Paying your bills is Adulting 101, but it’s not as simple as handing over the money. You need to read through the bill and make sure it’s correct, check your bank balance for sufficient funds, ensure you’re paying it in a timely fashion, use the correct method, and make sure they got it and applied it correctly to your account.

Do a load of laundry

Who doesn’t love the feel of freshly washed sheets? Or the look of white socks? Or the reassurance of clean underwear? No one, that’s who. The importance of learning how to properly use your washer and dryer cannot be overstated.

A good work ethic

There comes a day in every young person’s life when no one is kicking them out of bed in the morning and telling them where to be and when. It’s a milestone moment when you realise it’s all on you to make sure you get to work, do all your work, and not do too much work – and then get ‘er done.

Understand a lease agreement

Your parents probably didn’t make you sign a lease to live at home, but it’s likely that everyone you live with thereafter will have some paperwork waiting for your John Hancock. Unfortunately, leases can be full of legalese and tricky to read, often coming with ironclad provisions that can come back to bite you in the butt later if you don’t understand what you’re signing.

Do your own taxes

Taxes have a bad rep for being hair-pulling, pillow-screaming, papers of frustration. And with good reason. But just because they’re complicated, boring and crazy-making doesn’t give you a pass on doing them. So why not skip the pain and just pay someone else to do them for you? Doing your own taxes, even if it’s just for one year, gives you vital insight into how your own finances work and a better understanding of how the government works.

Cook a meal

Spaghetti counts. So does chicken and rice. Frozen pizza does not (sorry). Learning to make a meal, from selecting a recipe to shopping for ingredients, to cooking to clean-up, is a vital life skill for anyone who likes to eat. (So, everyone.) You don’t have to be a chef or even make something with more than five ingredients, but you’ll be amazed at how empowering and fun it can be to play around in the kitchen.

Write a resume

Getting a job helps decide everything from where you live to what you eat to how happy you are, so pick a good one. Step one to getting your dream job? Crafting a solid resume.

Shop for groceries

He’s making a list and he’s checking it twice – and we’re not talking about Santa, we’re talking about you. Walking into a store without a plan is the fastest way to blow your budget and end up home with three boxes of doughnuts and no milk. Making the effort to plan your meals, write an organised list, and shop from said list will save you money, time and frustration. To make it easier, keep a running list throughout the week, adding items as you go. Some pro shoppers find it helpful to make categories, like produce, dairy and frozen – so you don’t have to zigzag around the store to find all the stuff on your list.

Have good table manners

Chew with your mouth closed.
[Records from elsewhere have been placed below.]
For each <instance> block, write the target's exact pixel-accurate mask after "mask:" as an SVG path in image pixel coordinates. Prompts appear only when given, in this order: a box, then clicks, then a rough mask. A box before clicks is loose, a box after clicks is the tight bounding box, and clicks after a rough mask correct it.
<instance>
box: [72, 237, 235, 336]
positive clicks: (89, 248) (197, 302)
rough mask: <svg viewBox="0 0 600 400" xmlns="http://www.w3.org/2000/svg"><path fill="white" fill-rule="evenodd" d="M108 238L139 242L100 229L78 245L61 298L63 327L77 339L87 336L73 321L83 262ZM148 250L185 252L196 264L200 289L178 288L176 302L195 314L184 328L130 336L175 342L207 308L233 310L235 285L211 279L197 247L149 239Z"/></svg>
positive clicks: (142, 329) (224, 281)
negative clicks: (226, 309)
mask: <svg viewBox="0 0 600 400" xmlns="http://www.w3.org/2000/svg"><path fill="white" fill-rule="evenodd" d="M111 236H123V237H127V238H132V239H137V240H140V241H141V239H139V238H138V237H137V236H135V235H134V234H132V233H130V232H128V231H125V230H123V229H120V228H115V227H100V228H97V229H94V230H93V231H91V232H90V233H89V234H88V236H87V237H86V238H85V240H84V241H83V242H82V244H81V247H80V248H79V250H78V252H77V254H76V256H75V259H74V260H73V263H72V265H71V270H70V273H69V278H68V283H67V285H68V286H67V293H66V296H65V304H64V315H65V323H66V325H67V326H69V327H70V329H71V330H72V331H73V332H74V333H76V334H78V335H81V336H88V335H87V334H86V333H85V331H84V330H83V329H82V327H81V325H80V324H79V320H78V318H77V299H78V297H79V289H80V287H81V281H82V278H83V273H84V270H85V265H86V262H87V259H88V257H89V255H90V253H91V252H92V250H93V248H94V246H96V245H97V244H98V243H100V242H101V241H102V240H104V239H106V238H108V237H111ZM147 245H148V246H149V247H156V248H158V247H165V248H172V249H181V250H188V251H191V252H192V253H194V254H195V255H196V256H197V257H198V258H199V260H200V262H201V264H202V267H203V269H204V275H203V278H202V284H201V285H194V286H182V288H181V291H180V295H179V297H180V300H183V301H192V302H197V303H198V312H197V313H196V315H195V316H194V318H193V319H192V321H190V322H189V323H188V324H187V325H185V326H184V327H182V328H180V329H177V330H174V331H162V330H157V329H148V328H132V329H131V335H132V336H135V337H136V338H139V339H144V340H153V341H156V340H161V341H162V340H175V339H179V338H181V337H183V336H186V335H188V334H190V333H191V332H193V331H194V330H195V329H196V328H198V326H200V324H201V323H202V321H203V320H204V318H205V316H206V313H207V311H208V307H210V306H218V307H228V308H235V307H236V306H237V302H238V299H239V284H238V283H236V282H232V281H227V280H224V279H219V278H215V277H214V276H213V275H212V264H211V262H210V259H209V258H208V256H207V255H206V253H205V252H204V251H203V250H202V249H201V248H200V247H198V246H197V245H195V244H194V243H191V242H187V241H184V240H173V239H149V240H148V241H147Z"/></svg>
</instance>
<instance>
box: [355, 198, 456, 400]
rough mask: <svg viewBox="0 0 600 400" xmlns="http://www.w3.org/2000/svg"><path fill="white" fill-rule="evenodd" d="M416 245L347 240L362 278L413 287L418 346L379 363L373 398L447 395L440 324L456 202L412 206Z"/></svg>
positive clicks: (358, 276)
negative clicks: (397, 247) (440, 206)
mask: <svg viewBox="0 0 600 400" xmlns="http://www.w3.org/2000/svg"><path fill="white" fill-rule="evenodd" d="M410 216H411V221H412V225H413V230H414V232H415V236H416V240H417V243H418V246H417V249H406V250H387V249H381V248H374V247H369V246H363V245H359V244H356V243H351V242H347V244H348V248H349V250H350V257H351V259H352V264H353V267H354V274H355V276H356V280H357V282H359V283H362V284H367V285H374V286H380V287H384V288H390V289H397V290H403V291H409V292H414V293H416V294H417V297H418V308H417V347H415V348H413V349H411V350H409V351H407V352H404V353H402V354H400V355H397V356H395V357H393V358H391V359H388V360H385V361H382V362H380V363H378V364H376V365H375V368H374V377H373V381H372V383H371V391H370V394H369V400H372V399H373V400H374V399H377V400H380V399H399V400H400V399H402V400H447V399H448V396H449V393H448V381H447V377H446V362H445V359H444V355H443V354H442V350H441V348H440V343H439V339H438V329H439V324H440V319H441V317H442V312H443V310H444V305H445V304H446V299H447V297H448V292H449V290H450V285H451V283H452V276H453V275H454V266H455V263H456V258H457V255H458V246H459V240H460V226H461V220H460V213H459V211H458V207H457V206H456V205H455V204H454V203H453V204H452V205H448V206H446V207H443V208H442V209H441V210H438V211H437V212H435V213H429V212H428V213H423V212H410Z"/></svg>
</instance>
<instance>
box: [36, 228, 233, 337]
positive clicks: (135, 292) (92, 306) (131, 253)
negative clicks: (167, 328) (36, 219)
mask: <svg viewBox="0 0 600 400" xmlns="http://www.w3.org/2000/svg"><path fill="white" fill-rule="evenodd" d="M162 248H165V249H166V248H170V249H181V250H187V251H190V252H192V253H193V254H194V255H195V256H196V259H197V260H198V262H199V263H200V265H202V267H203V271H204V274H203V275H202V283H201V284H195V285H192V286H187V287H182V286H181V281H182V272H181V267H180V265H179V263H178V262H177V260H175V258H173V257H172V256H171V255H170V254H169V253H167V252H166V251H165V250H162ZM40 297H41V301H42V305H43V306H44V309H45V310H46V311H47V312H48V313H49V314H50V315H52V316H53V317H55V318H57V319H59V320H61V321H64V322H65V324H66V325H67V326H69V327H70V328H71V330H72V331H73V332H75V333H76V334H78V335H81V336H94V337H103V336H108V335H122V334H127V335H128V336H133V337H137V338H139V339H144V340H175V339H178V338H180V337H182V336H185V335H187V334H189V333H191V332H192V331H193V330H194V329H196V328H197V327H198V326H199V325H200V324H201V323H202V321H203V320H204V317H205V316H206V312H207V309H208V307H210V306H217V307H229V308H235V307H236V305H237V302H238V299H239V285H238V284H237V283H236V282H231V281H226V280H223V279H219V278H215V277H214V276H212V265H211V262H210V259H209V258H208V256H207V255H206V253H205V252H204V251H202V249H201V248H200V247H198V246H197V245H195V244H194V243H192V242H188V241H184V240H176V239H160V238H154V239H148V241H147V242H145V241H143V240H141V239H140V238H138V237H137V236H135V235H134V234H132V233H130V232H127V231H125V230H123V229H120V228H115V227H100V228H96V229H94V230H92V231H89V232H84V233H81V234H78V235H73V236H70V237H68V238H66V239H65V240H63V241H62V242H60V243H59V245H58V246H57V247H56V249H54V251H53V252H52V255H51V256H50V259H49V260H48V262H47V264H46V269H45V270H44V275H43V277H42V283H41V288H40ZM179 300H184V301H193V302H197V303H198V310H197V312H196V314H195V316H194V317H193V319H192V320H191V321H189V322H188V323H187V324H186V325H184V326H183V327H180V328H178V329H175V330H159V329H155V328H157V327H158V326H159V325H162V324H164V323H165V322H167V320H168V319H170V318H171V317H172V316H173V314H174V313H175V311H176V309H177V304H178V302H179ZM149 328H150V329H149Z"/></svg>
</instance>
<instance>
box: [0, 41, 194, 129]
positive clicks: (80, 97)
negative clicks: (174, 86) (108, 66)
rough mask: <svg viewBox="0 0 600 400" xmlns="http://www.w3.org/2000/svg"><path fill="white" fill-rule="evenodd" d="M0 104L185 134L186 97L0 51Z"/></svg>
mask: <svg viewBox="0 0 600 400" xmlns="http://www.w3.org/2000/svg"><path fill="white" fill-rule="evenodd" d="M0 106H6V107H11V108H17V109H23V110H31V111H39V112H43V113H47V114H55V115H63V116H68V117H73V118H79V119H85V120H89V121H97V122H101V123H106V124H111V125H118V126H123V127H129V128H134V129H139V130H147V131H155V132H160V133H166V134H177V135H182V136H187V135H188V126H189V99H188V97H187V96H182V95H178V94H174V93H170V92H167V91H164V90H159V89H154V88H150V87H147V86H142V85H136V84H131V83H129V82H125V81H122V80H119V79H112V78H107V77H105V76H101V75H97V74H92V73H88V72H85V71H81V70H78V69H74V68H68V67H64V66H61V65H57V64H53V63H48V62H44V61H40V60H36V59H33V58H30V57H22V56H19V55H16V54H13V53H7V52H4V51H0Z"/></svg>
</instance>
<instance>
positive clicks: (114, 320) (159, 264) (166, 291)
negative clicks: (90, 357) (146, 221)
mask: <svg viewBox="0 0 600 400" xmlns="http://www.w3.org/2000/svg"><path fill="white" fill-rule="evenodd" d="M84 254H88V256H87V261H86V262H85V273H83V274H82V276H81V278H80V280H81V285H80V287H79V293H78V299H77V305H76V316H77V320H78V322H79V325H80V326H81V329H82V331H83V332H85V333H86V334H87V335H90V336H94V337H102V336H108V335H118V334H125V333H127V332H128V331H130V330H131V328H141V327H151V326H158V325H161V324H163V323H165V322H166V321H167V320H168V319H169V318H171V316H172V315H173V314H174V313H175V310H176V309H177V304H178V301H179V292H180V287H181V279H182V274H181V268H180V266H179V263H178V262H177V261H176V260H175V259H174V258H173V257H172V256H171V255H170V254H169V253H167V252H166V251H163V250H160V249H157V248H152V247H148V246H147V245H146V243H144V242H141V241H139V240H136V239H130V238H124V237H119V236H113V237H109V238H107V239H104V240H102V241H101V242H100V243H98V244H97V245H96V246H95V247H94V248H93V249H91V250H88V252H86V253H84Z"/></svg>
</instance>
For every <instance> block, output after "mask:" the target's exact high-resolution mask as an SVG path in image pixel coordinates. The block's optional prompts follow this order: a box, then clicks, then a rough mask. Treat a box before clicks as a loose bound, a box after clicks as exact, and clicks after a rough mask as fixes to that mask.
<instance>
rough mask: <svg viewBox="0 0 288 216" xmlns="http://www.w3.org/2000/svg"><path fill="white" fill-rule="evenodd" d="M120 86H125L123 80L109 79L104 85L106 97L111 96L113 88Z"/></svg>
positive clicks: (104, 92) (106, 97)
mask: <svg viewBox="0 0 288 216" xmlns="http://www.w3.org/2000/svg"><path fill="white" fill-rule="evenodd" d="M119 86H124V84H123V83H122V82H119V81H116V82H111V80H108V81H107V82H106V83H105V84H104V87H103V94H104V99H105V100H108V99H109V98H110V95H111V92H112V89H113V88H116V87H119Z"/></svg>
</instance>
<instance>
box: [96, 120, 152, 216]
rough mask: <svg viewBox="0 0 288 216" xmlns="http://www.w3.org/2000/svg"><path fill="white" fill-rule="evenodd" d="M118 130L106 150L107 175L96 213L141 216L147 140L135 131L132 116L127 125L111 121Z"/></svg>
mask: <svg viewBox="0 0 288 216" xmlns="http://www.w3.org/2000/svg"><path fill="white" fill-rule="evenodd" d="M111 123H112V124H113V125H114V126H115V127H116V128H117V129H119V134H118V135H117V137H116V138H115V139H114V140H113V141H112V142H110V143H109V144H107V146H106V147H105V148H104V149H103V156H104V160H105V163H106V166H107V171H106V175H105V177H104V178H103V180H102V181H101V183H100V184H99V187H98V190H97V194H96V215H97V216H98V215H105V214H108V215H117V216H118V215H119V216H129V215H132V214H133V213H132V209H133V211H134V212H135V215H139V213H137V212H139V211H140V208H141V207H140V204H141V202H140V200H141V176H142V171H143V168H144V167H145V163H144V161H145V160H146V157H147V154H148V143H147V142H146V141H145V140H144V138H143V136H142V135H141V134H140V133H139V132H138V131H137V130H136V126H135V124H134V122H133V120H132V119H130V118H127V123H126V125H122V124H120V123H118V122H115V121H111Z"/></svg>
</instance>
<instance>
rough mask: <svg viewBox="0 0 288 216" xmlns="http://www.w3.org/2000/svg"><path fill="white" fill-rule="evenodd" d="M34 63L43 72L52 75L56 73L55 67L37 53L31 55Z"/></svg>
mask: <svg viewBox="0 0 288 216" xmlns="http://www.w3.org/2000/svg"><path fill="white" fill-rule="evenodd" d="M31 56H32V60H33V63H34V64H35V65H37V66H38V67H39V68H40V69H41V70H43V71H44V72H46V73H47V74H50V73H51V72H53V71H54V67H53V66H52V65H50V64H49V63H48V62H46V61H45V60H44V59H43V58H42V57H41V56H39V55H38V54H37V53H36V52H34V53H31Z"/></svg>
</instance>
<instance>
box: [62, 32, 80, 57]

Know what fork is for which dish. Put a cloth napkin on your lap. Chew with your mouth closed. Don’t pick up food with your fingers. Don’t slurp your soup. Serve food from communal dishes to your plate, not your mouth. Oh, and did we mention chewing with your mouth closed? Make your mother proud and use your good table manners, whether you’re eating at home, at the local cafe, or a four-star restaurant.

Drill a hole

Basic home repairs like drilling a hole, levelling a picture, unclogging a toilet, fixing a leaky tap, repairing small holes in drywall and other household fixes will make your life simpler and save your hard-earned cash.

Navigating public transport

Cars are great but buses, trains, trams and ferries are a daily necessity for many city dwellers, so knowing how to use them efficiently is a handy skill. Even if you don’t live in an area where mass transit is a thing, knowing how to navigate public transportation can be a lifesaver when you travel, especially in foreign countries.